Summary Judgment Granted – No Defect
Gregory E. Brower
In the matter of Swallows v. W. New York, plaintiff alleged that the hotel was negligent in improperly securing a 60-pound metal safe which purportedly fell from a shelf onto plaintiff’s head, causing various injuries, including a traumatic brain injury. Gregory Brower argued to the Supreme Court, New York County that plaintiff failed to present evidence that the safe was improperly secured or that the defendant created the purported dangerous condition or had notice thereof. The lower court agreed and plaintiff’s case was dismissed.
Appearance at Trial in Supreme Court, Suffolk County in Dental Malpractice Case
Rudolph P. Petruzzi
Rudolph P. Petruzzi appears at trial in Supreme Court, Suffolk County in Dental Malpractice case involving claims regarding the inferior alveolar nerve and lingual nerve injury resulting from extraction of tooth number 32. Plaintiff discontinue claims against client at conclusion of two week trial.

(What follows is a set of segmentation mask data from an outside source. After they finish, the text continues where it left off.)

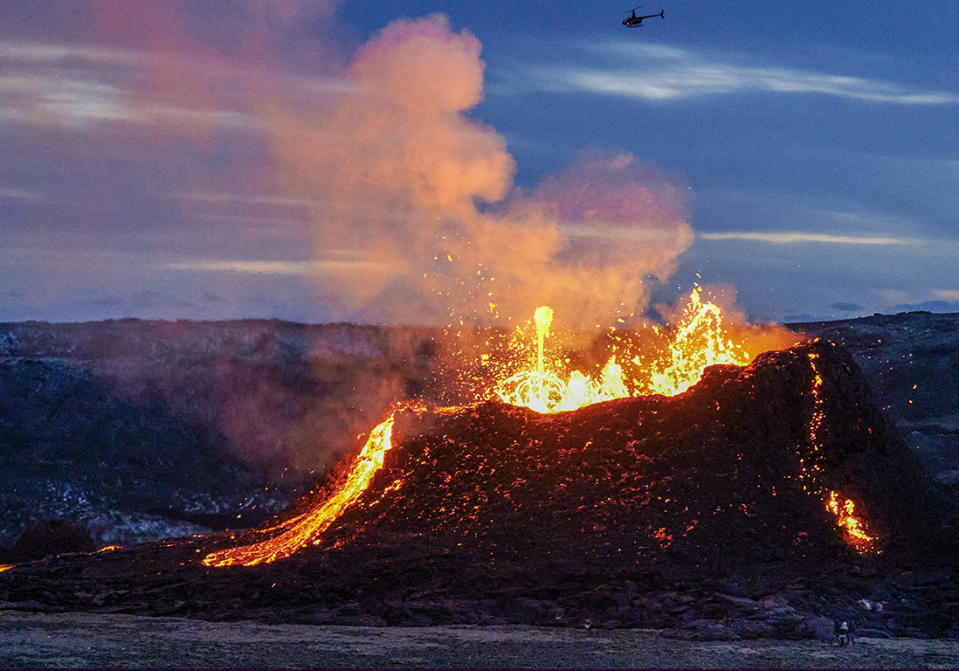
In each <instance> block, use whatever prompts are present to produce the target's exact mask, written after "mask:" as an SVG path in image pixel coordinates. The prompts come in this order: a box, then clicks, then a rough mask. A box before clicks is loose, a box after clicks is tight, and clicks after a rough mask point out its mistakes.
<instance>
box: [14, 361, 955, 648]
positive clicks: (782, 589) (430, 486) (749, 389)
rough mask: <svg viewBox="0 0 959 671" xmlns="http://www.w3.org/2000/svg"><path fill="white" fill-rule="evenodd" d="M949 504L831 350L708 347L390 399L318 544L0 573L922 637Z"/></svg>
mask: <svg viewBox="0 0 959 671" xmlns="http://www.w3.org/2000/svg"><path fill="white" fill-rule="evenodd" d="M817 373H818V375H820V376H821V383H820V384H817V383H816V375H817ZM814 390H816V391H814ZM811 427H812V428H813V429H814V431H811ZM343 470H344V471H345V469H343ZM831 489H832V490H836V491H839V492H841V494H842V496H843V497H849V498H851V499H853V500H854V501H855V503H856V511H857V513H860V514H861V515H862V517H863V519H864V520H865V524H866V525H867V526H866V528H867V531H868V532H869V533H870V534H873V535H875V536H876V537H877V539H878V541H879V546H880V547H881V548H882V549H883V553H882V554H881V555H878V556H876V555H867V556H860V555H859V554H857V553H856V552H855V551H854V550H852V549H851V548H850V547H849V546H848V545H847V544H846V543H845V542H844V536H843V533H842V531H841V530H840V529H839V528H837V525H836V521H835V518H834V517H833V516H832V515H831V514H830V513H828V512H827V511H826V509H825V506H824V496H825V495H826V492H828V491H829V490H831ZM318 502H319V500H318V499H315V500H308V499H307V500H304V501H302V502H301V503H300V505H298V506H297V507H295V508H294V509H293V510H292V511H291V513H290V514H292V513H293V512H295V511H302V510H304V509H305V508H307V507H309V506H310V505H314V504H316V503H318ZM952 514H953V508H952V503H951V501H950V500H949V499H948V498H947V497H945V496H943V495H942V493H941V492H940V491H939V490H938V489H937V488H936V487H935V486H934V484H933V483H932V482H931V480H930V478H929V477H928V475H927V474H926V473H925V472H924V471H923V470H922V469H921V468H920V467H919V466H918V464H917V463H916V460H915V458H914V457H913V456H912V454H911V452H910V450H909V449H908V448H906V447H905V446H904V445H903V444H902V442H901V441H900V440H899V439H898V436H897V434H896V433H895V431H894V430H892V429H891V428H890V427H889V426H888V425H887V424H886V423H885V422H884V420H883V418H882V416H881V414H880V413H879V411H878V410H877V408H876V407H875V406H874V405H873V404H872V403H871V401H870V398H869V396H868V394H867V391H866V388H865V385H864V383H863V381H862V379H861V377H860V375H859V373H858V369H857V368H856V366H855V365H854V364H853V362H852V360H851V359H850V357H849V356H848V354H846V353H845V352H844V351H842V350H841V349H840V348H837V347H834V346H832V345H831V344H828V343H810V344H805V345H801V346H798V347H795V348H792V349H790V350H786V351H782V352H770V353H767V354H764V355H762V356H760V357H758V358H757V360H756V361H755V362H754V363H753V364H752V365H750V366H749V367H746V368H736V367H716V368H712V369H709V370H708V371H707V374H706V375H705V376H704V379H703V380H702V382H701V383H700V384H698V385H696V386H695V387H694V388H692V389H691V390H689V391H688V392H687V393H685V394H682V395H680V396H677V397H672V398H665V397H646V398H635V399H623V400H619V401H611V402H608V403H603V404H598V405H594V406H590V407H588V408H585V409H582V410H580V411H576V412H572V413H563V414H557V415H549V416H544V415H538V414H536V413H534V412H531V411H527V410H524V409H519V408H515V407H509V406H505V405H502V404H497V403H484V404H481V405H478V406H475V407H468V408H464V409H462V410H459V411H456V412H453V413H452V414H449V413H436V412H425V411H424V412H413V411H406V412H402V413H398V415H397V419H396V426H395V434H394V440H393V447H392V449H391V450H390V451H389V452H388V453H387V454H386V458H385V461H384V467H383V468H382V469H381V470H380V471H379V472H378V473H377V474H376V475H375V477H374V478H373V480H372V483H371V485H370V487H369V488H368V490H367V491H366V492H365V493H364V494H363V495H362V496H361V497H360V499H359V500H358V501H357V503H356V504H354V505H353V506H352V507H351V508H350V509H348V510H347V511H346V512H345V514H343V515H342V516H341V517H340V518H339V519H338V520H337V521H336V522H335V523H334V524H333V526H331V527H330V529H328V531H327V533H326V534H325V535H324V536H323V538H322V539H321V545H320V546H308V548H307V549H304V550H302V551H301V552H299V553H297V554H295V555H294V556H292V557H290V558H289V559H286V560H282V561H278V562H275V563H273V564H267V565H260V566H256V567H249V568H246V567H234V568H227V569H216V568H206V567H204V566H202V565H201V564H200V563H199V560H200V559H201V558H202V557H203V556H204V555H205V554H206V553H207V552H209V551H211V550H213V549H217V548H223V547H229V546H232V545H236V544H241V543H249V542H252V541H254V540H261V539H263V538H264V537H268V534H266V535H264V534H263V533H253V532H247V533H243V534H235V535H234V536H232V537H229V538H228V537H225V536H220V537H197V538H192V539H185V540H178V541H170V542H167V543H164V544H160V545H154V546H143V547H140V548H135V549H132V550H121V551H117V552H107V553H100V554H96V555H92V556H76V555H74V556H67V557H61V558H58V559H56V560H50V561H45V562H38V563H33V564H27V565H22V566H18V567H17V568H15V569H13V570H10V571H7V572H5V573H0V601H6V602H8V603H7V606H8V607H11V606H12V607H22V608H30V609H41V610H51V611H55V610H65V609H72V610H109V611H113V612H135V613H149V614H154V615H157V614H168V615H186V616H194V617H204V618H209V619H240V618H255V619H262V620H265V621H288V622H322V623H333V624H359V623H364V624H391V625H393V624H407V625H418V624H434V623H437V624H438V623H486V624H491V623H504V622H522V623H528V624H538V625H545V624H552V625H564V626H577V627H579V626H590V627H606V628H615V627H623V626H628V627H656V628H662V629H665V630H669V631H670V632H671V633H670V635H675V636H679V637H685V638H693V639H724V640H729V639H735V638H737V637H739V638H754V637H759V636H778V637H785V638H801V637H816V636H820V637H821V636H823V635H824V634H823V632H824V631H825V629H826V628H827V619H833V618H842V619H849V620H851V621H853V622H854V623H856V625H857V626H858V627H860V628H863V629H868V630H869V631H875V632H880V633H888V634H891V635H920V634H921V635H932V636H941V635H950V632H954V630H955V627H954V626H953V624H952V623H953V622H955V619H956V617H957V616H959V612H956V609H957V608H959V591H957V589H956V582H955V574H954V570H955V565H956V562H955V560H956V555H955V550H954V546H952V545H950V541H951V539H949V538H945V539H944V538H943V537H942V524H943V522H944V521H946V520H947V519H948V518H949V516H950V515H952Z"/></svg>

Summary Judgment Granted- Snow and Ice – Ongoing Storm
Gregory E. Brower
In the matter of Albino v. Brightview Enterprise Solutions, et al., plaintiff alleged to have slipped and fallen on snow and/or ice which was improperly remediated. Gregory Brower filed a motion for summary judgment arguing that the snow event had ended less than two hours prior to the plaintiff’s fall and as such, a reasonable time had not elapsed from the cessation of storm and that defendants should receive the benefit of the Storm in Progress rule. The Supreme Court, Nassau County agreed and summary judgment was granted dismissing plaintiff’s case.
Hearing with New York State Justice Center Regarding Claims Against a Nurse at a Residential Facility
Rudolph P. Petruzzi
Chesney, Nicholas & Brower, LLP Partner, Rudolph P. Petruzzi successfully defended case brought by NYS Justice Center against an RN at a a facility for treatment of individuals with developmental disabilities. Allegations pertained to failure to provide timely medical service. All claims were unsubstantiated and the report was sealed after the hearing which included testimony from multiple witnesses.